So, leaving the three anxious children outside the blue caravan, Mrs. Ronald, Juana, and the ringmaster went across the field to have a talk.

The children watched them. Other men and women joined Mr. Phillipino, and listened to Mrs. Ronald as she explained about the two children. Delia came, and Madame Clara, Terry the sharp-shooter, and his little wife, Mr. Jummy the elephant man, and Mr. Hola, with one of his chimpanzees. They all stood or sat, listening, and joining in.

They were kindly folk, and fond of children. Jerry was a great favourite, and the circus folk loved him. When Jerry’s mother told them how the two children had no mother and no home, and how frightened they were of being separated, the circus folk shook their heads and looked sad.

Delia cried, for she was very tender-hearted. She mopped up her tears, and listened.

“What I want to know,” said Mrs. Ronald, “is whether we could keep the children. We can teach them as they grow, and they may be useful in the circus one day. We can look after them, and they will not be separated if we have them. That poor little Susy-Ann—so small—with no one, not even her own brother to love her. No, we cannot let such a thing happen.”

“You are right, Mitzi,” said Delia to Mrs. Ronald. Mitzi was the name that she was known by in the circus. “We must keep them.”

“We will all help,” said Mr. Jummy, generously.

“I can pay a little each week to help with their food,” said Mr. Hola. “They shall play with my chimpanzees just as Jerry does!”

“First we must tell the police,” said Mr. Phillipino. “And they must ask the children’s father if we may give them a home together until he wants them to go to him.”

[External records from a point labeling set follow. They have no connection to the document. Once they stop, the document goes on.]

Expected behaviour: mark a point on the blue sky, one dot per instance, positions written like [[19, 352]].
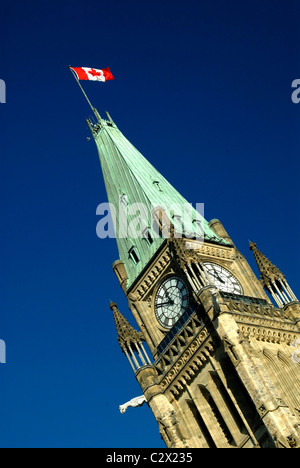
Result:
[[206, 85]]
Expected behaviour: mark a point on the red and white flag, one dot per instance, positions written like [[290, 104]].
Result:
[[92, 74]]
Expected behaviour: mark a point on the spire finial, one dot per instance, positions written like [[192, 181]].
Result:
[[272, 279]]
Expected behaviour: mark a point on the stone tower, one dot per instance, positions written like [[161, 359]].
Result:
[[224, 368]]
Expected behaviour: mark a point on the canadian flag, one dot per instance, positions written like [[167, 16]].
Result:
[[84, 73]]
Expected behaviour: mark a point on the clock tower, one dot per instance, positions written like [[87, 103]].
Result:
[[222, 370]]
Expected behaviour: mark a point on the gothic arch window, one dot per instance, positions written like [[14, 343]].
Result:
[[146, 234], [133, 255], [207, 438], [282, 378], [216, 422]]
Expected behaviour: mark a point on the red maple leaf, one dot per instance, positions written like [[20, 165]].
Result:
[[94, 72]]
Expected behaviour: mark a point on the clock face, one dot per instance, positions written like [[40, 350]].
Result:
[[223, 279], [171, 301]]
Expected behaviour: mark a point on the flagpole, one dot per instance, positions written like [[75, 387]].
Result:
[[85, 95]]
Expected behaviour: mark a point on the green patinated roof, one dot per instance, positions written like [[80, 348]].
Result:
[[128, 174]]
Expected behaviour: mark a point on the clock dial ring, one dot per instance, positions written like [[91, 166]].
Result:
[[223, 279], [171, 301]]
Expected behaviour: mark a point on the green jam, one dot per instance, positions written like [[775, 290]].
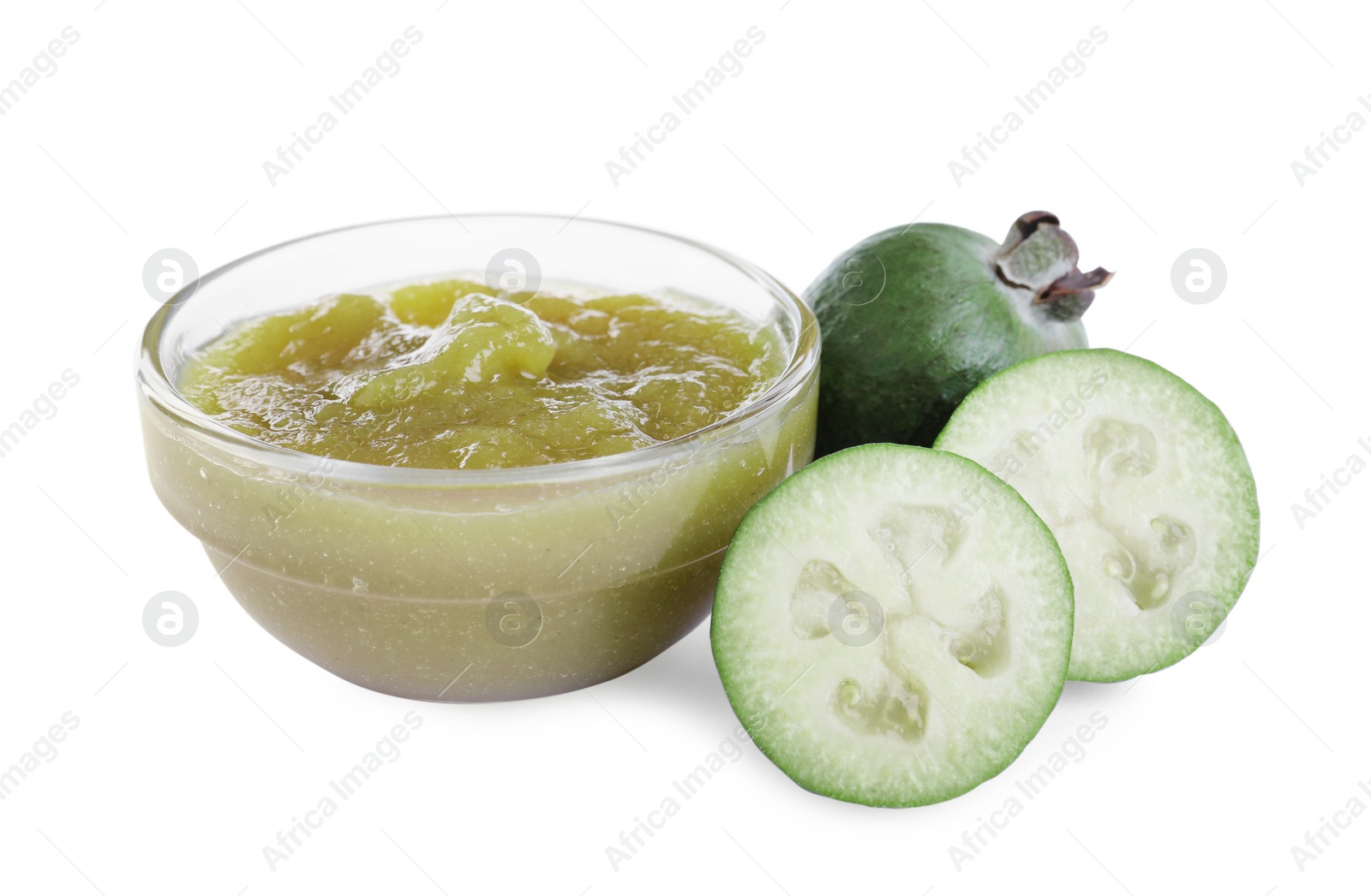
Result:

“Where will they live?” asked Madame Clara. “I could have one in my caravan, though it is rather crowded with me and my three parrots already.”

“We will have to think about that,” said Juana, Jerry’s father. “Maybe we can squeeze them all into our own caravan. Jerry will be pleased to have friends!”

The three children sat quietly waiting whilst the circus folk talked about what to do with them. Susy-Ann felt certain that everything would be all right. She did like Mrs. Ronald so much. It must be lovely to have a mother like Jerry’s—someone whose knee you could sit on sometimes—someone who would love you and look after you!

“Look!” said Jerry. “They’ve finished their talk. Mother and Dad are coming over. I do wonder what they’ve decided.”

Pip looked rather white. He was older than Susy-Ann, and he wanted to stay with her and look after her. If only the circus folk would let him!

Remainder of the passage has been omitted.